Marcelo Tinelli, el conductor televisivo más popular de Argentina, llegó a Dallas con una hora de sueño encima y sin documentos para ver jugar a su selección. Sus vuelos se cancelaron dos veces, perdió la billetera y los papeles en Miami, y aun así entró al estadio junto a sus hijos.
El propio Tinelli lo describió con cierta resignación desde las afueras del recinto, en conversación con el programa Infobae Al Mediodía: "Nos cancelaron el vuelo dos veces, suspendido, demorado, llegamos casi a las cinco de la mañana y dormimos una hora".
Las complicaciones comenzaron en Miami durante el trasbordo. Tinelli olvidó una maleta con sus documentos de identidad, tarjeta de crédito y dinero en efectivo. La tripulación del avión no le permitió bajar a recuperarla. Ante la disyuntiva, priorizó llegar a Dallas con sus hijos Francisco y Lorenzo.

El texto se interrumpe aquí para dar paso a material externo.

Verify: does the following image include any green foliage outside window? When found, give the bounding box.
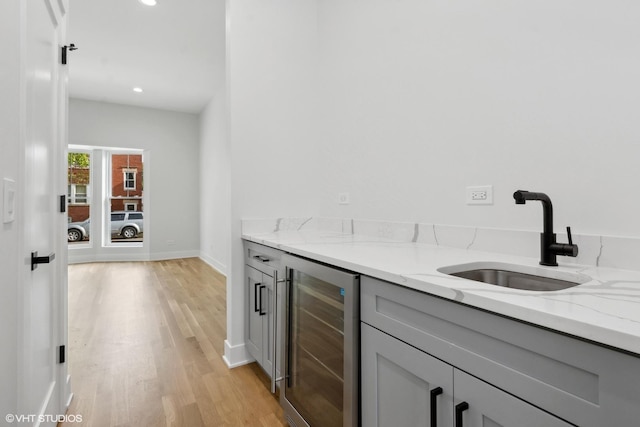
[67,153,91,184]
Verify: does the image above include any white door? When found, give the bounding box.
[18,0,66,426]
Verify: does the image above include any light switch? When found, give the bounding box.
[2,178,16,224]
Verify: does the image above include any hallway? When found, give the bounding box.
[61,258,286,427]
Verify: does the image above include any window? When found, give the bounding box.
[107,150,144,246]
[67,145,144,250]
[67,150,92,245]
[68,184,89,205]
[123,169,136,190]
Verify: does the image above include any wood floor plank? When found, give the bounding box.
[60,258,287,427]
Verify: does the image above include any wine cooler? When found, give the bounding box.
[280,255,360,427]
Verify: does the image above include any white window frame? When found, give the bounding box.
[124,202,138,212]
[122,169,138,190]
[67,184,91,205]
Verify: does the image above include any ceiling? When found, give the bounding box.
[67,0,225,113]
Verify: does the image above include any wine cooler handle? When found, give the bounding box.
[455,402,469,427]
[430,387,442,427]
[258,285,267,316]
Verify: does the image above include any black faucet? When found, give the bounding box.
[513,190,578,267]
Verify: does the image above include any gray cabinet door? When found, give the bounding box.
[245,266,264,366]
[453,369,573,427]
[360,323,453,427]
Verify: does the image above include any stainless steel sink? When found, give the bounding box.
[438,263,590,291]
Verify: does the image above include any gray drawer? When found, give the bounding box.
[361,276,640,427]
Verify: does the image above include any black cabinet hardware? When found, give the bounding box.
[455,402,469,427]
[258,285,267,316]
[31,251,56,271]
[430,387,442,427]
[253,282,262,313]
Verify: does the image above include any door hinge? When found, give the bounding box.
[58,345,67,363]
[61,43,78,65]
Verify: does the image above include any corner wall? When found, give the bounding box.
[225,0,323,366]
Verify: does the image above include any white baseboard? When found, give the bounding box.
[67,250,200,264]
[200,251,227,277]
[222,340,255,368]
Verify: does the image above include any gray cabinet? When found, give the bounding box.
[361,323,570,427]
[245,242,284,392]
[361,277,640,427]
[360,323,453,427]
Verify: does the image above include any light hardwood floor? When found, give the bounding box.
[61,258,287,427]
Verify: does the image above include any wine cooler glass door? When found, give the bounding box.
[284,254,359,427]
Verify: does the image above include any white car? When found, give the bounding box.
[111,211,144,239]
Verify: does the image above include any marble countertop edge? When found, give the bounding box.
[242,231,640,357]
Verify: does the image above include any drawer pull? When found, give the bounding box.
[456,402,469,427]
[258,285,267,316]
[430,387,442,427]
[253,282,262,313]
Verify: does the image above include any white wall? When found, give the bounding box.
[69,99,200,262]
[200,0,231,275]
[0,0,23,414]
[200,91,231,275]
[219,0,640,366]
[318,0,640,236]
[225,0,322,364]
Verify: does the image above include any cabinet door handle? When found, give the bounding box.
[253,282,262,313]
[31,251,56,271]
[258,285,267,316]
[455,402,469,427]
[430,387,442,427]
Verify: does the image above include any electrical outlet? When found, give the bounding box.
[338,193,351,205]
[466,185,493,205]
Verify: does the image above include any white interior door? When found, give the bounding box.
[18,0,62,426]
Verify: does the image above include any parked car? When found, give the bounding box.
[67,211,144,242]
[111,211,144,239]
[67,218,91,242]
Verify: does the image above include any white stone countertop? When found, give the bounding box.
[242,230,640,357]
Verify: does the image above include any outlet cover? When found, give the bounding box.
[466,185,493,205]
[338,193,351,205]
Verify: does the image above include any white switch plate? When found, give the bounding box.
[2,178,16,224]
[466,185,493,205]
[338,193,351,205]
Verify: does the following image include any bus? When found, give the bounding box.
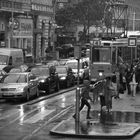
[90,41,118,83]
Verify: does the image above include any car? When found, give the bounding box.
[0,72,39,101]
[56,66,75,88]
[66,59,87,83]
[46,60,60,67]
[28,65,59,94]
[8,65,29,73]
[59,59,69,65]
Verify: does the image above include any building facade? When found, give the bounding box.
[0,0,55,60]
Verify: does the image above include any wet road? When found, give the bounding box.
[0,90,140,140]
[0,88,75,140]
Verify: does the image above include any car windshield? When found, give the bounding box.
[31,68,49,76]
[0,74,27,83]
[0,55,9,65]
[66,62,82,69]
[56,67,67,74]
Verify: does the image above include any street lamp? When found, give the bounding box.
[9,1,14,48]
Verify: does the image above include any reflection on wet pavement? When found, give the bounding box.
[91,111,140,123]
[50,111,140,137]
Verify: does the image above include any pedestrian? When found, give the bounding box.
[73,80,92,119]
[104,75,115,112]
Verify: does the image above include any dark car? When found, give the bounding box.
[56,66,75,88]
[28,65,59,94]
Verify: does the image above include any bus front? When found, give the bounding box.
[90,46,112,83]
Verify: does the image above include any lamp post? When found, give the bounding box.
[9,1,14,48]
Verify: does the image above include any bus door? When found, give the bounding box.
[90,47,112,82]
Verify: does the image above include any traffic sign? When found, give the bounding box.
[128,37,137,47]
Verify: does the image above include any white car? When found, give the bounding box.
[0,72,39,100]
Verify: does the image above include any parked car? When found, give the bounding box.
[9,65,28,73]
[56,66,75,88]
[46,60,60,67]
[59,59,69,65]
[0,72,39,101]
[28,65,59,94]
[66,59,87,83]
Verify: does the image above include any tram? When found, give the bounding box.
[90,41,118,83]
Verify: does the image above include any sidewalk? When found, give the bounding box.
[50,93,140,138]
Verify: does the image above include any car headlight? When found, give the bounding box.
[60,77,66,80]
[39,79,45,83]
[16,87,24,92]
[99,72,103,76]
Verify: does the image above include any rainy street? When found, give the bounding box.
[0,86,140,140]
[0,87,75,140]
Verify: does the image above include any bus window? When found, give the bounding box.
[91,48,111,63]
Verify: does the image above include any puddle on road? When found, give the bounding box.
[91,111,140,123]
[51,111,140,137]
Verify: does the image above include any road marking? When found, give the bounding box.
[23,109,55,124]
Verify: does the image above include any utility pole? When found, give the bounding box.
[133,12,136,31]
[9,0,14,48]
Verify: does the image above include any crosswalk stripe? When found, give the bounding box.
[23,109,55,124]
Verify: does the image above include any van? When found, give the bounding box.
[0,48,24,70]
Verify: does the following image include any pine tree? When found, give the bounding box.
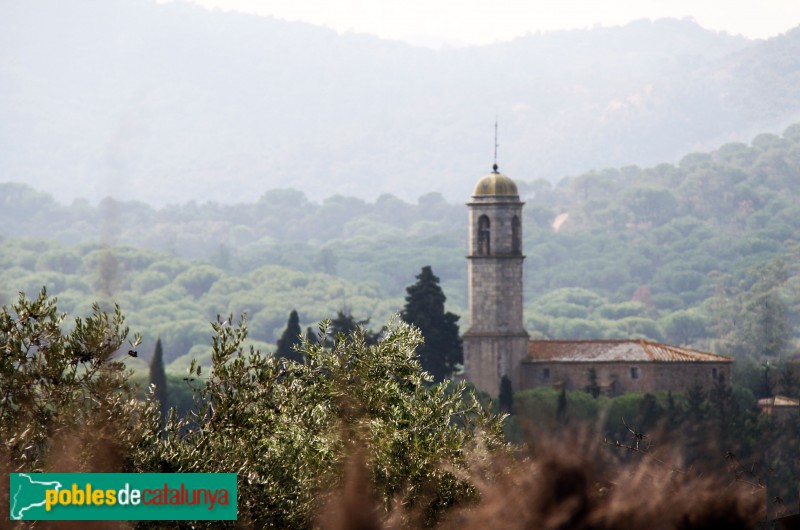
[400,265,464,381]
[275,309,303,363]
[150,337,169,421]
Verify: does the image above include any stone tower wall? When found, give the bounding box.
[464,192,528,396]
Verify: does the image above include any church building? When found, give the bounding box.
[463,164,733,396]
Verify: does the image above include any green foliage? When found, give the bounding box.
[400,265,464,381]
[275,310,303,363]
[0,291,506,528]
[0,289,158,472]
[498,375,514,414]
[150,338,170,420]
[141,320,503,527]
[584,367,602,399]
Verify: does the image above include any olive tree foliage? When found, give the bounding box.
[0,289,158,472]
[141,318,505,528]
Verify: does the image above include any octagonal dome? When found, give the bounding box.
[472,164,519,197]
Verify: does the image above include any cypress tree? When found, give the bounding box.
[556,387,567,425]
[150,337,169,421]
[275,309,303,363]
[400,265,464,381]
[584,368,602,399]
[498,375,514,414]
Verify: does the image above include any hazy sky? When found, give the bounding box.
[169,0,800,44]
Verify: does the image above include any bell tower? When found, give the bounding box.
[464,164,529,396]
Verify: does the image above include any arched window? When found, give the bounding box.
[478,215,492,256]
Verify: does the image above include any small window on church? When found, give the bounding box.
[478,215,492,256]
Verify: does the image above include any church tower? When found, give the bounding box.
[464,164,528,396]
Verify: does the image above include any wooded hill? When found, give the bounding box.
[0,0,800,206]
[0,125,800,368]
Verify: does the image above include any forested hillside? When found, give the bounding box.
[0,0,800,206]
[0,125,800,368]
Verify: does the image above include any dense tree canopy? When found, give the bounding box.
[401,265,464,381]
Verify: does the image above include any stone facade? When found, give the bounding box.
[464,167,528,395]
[463,165,732,396]
[522,359,731,396]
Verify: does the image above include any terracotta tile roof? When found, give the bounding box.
[527,340,733,363]
[758,396,800,407]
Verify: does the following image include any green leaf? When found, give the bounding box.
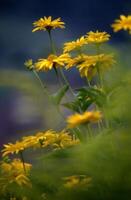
[51,85,69,105]
[62,101,79,112]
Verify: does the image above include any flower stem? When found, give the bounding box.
[48,30,75,96]
[19,151,26,173]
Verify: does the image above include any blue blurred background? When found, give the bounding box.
[0,0,131,145]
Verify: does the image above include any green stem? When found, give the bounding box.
[48,30,75,96]
[96,44,103,88]
[87,124,92,137]
[19,151,26,173]
[33,70,48,94]
[48,30,56,54]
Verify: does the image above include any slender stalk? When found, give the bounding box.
[86,78,91,87]
[33,70,48,93]
[87,124,92,137]
[19,151,26,173]
[48,30,75,96]
[96,44,103,88]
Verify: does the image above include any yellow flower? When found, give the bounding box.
[77,55,98,79]
[67,111,102,128]
[1,159,32,173]
[0,159,32,190]
[23,130,56,147]
[86,31,110,44]
[97,54,116,70]
[63,175,92,188]
[111,15,131,34]
[77,54,116,79]
[53,130,80,149]
[64,36,87,53]
[32,16,65,32]
[24,59,34,70]
[66,54,89,69]
[2,141,27,156]
[35,54,70,71]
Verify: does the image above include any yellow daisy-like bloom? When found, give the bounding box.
[34,53,70,71]
[2,141,27,156]
[66,54,89,69]
[23,130,56,147]
[32,16,65,32]
[53,130,80,149]
[64,36,87,53]
[77,56,98,79]
[67,111,102,128]
[111,15,131,34]
[86,31,110,44]
[63,175,92,189]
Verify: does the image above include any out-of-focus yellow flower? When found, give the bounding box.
[63,175,92,189]
[64,36,87,53]
[67,111,102,128]
[1,159,32,173]
[23,130,79,149]
[24,59,34,70]
[77,54,116,79]
[86,31,110,44]
[34,53,70,71]
[0,159,32,190]
[2,141,27,156]
[32,16,65,32]
[111,15,131,34]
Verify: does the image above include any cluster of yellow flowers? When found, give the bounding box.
[25,17,115,79]
[0,15,131,199]
[67,111,102,128]
[2,130,79,157]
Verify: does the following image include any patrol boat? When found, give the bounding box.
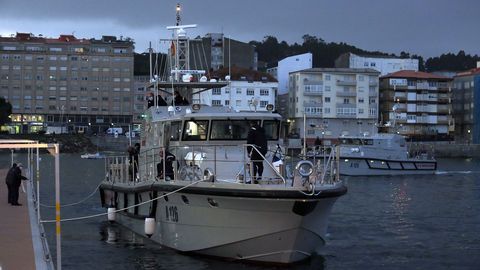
[100,5,347,264]
[307,133,437,176]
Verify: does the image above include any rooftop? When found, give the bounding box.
[380,70,450,80]
[290,68,380,75]
[210,67,277,82]
[455,68,480,77]
[0,33,133,44]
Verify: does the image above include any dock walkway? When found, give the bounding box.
[0,168,53,270]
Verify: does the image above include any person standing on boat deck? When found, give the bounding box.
[127,146,140,181]
[157,150,175,180]
[315,137,322,150]
[172,91,189,106]
[147,93,167,108]
[247,121,268,184]
[5,163,28,206]
[5,163,17,204]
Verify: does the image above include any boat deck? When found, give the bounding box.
[0,169,51,270]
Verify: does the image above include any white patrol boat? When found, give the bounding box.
[100,5,347,263]
[307,133,437,176]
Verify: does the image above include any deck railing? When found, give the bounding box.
[105,144,340,189]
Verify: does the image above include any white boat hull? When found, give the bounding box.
[101,181,344,263]
[340,157,437,176]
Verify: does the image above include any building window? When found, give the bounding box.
[212,88,222,95]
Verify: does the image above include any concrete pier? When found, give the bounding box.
[0,168,53,270]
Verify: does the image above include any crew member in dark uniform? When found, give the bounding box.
[247,121,268,184]
[172,91,189,106]
[5,163,28,206]
[157,150,175,180]
[147,93,167,108]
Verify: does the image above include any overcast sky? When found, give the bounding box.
[0,0,480,57]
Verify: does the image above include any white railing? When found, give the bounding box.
[105,144,340,186]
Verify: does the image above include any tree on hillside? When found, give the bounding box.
[0,97,12,126]
[250,34,474,72]
[425,51,480,72]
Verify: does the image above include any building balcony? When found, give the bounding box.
[437,105,451,114]
[437,94,451,103]
[337,80,357,86]
[336,103,357,109]
[303,89,323,96]
[337,91,357,97]
[303,101,323,107]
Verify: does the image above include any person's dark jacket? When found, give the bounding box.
[247,125,268,157]
[5,166,17,185]
[12,167,28,186]
[157,151,175,180]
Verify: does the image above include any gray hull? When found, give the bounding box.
[103,182,343,263]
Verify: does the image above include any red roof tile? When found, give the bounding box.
[455,68,480,77]
[380,70,450,80]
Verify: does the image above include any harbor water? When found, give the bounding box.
[0,154,480,270]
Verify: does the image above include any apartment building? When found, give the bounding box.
[132,75,151,129]
[193,67,278,111]
[288,68,380,145]
[452,62,480,144]
[335,53,418,76]
[0,33,134,133]
[380,70,454,140]
[267,53,313,117]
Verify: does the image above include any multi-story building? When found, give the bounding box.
[267,53,312,117]
[289,68,379,144]
[0,33,133,133]
[452,62,480,144]
[193,67,278,111]
[380,70,454,140]
[132,75,150,129]
[335,53,418,76]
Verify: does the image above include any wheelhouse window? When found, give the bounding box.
[182,120,208,141]
[170,121,182,141]
[263,120,280,140]
[210,120,250,140]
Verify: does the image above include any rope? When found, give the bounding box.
[41,179,204,223]
[40,182,102,208]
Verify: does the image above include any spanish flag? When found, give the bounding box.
[170,40,175,55]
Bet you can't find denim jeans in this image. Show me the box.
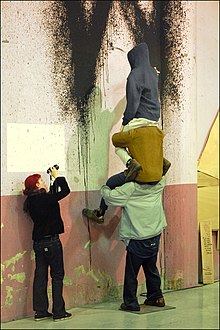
[99,172,126,212]
[123,235,163,308]
[33,237,66,316]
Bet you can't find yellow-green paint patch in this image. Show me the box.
[8,272,26,283]
[5,251,27,268]
[5,286,13,306]
[1,264,5,284]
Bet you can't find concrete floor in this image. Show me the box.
[1,282,219,329]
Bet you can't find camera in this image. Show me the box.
[47,164,59,174]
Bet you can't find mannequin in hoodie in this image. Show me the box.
[82,43,165,224]
[116,43,163,182]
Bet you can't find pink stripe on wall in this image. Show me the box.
[164,184,198,289]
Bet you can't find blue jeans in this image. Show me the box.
[99,172,126,212]
[123,235,163,308]
[33,235,66,316]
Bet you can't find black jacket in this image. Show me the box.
[122,43,160,125]
[24,177,70,241]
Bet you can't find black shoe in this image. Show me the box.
[125,159,142,182]
[82,209,104,224]
[53,312,72,321]
[144,297,165,307]
[34,312,53,321]
[119,303,140,312]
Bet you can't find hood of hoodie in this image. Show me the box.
[127,42,151,70]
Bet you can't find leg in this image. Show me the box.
[99,172,126,215]
[33,242,49,314]
[123,251,142,310]
[142,235,163,301]
[47,238,66,316]
[115,148,132,166]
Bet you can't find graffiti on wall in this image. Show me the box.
[44,1,185,188]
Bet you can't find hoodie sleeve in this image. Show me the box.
[122,75,141,126]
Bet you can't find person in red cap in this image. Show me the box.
[23,166,72,321]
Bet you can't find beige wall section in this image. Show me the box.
[163,1,197,184]
[195,1,219,158]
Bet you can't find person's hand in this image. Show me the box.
[50,166,58,179]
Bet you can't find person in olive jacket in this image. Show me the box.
[23,167,72,321]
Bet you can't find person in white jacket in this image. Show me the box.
[101,163,170,311]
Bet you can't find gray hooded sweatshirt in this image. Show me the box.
[122,43,160,126]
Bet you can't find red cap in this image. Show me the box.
[23,174,41,195]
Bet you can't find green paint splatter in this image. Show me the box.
[74,265,86,277]
[1,264,5,284]
[5,251,27,268]
[63,275,73,286]
[84,240,91,249]
[5,286,13,306]
[8,272,26,283]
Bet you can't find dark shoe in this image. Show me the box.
[125,159,142,182]
[34,312,53,321]
[82,209,104,224]
[144,297,165,307]
[53,312,72,321]
[119,303,140,312]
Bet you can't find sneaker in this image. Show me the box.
[125,159,142,182]
[53,312,72,321]
[119,303,140,312]
[34,312,53,321]
[144,297,165,307]
[82,209,104,224]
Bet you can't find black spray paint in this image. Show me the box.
[44,1,189,190]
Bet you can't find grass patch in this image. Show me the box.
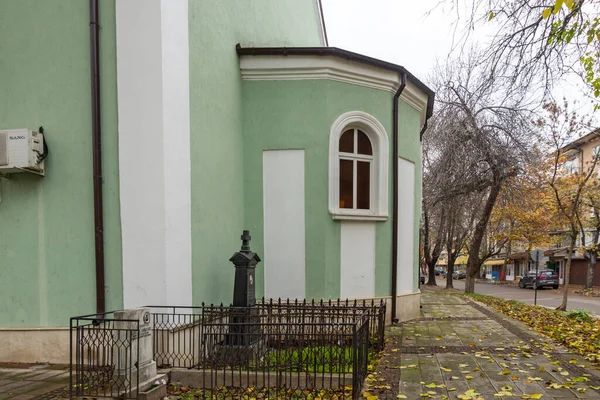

A pesar del trajín, describió la atmósfera fuera del estadio como "impresionante". El termómetro marcaba 33 grados Celsius, pero eso no frenó a los miles de hinchas argentinos que coparon las inmediaciones del recinto. "Está lleno de argentinos", comentó mientras recorría el sector.
Para el conductor, el fútbol tiene una dimensión familiar que supera cualquier contratiempo. Esperaba la llegada de sus hijas Juana y Candelaria para completar el grupo. "El fútbol siempre es familia, es una mesa", afirmó al ingresar al estadio.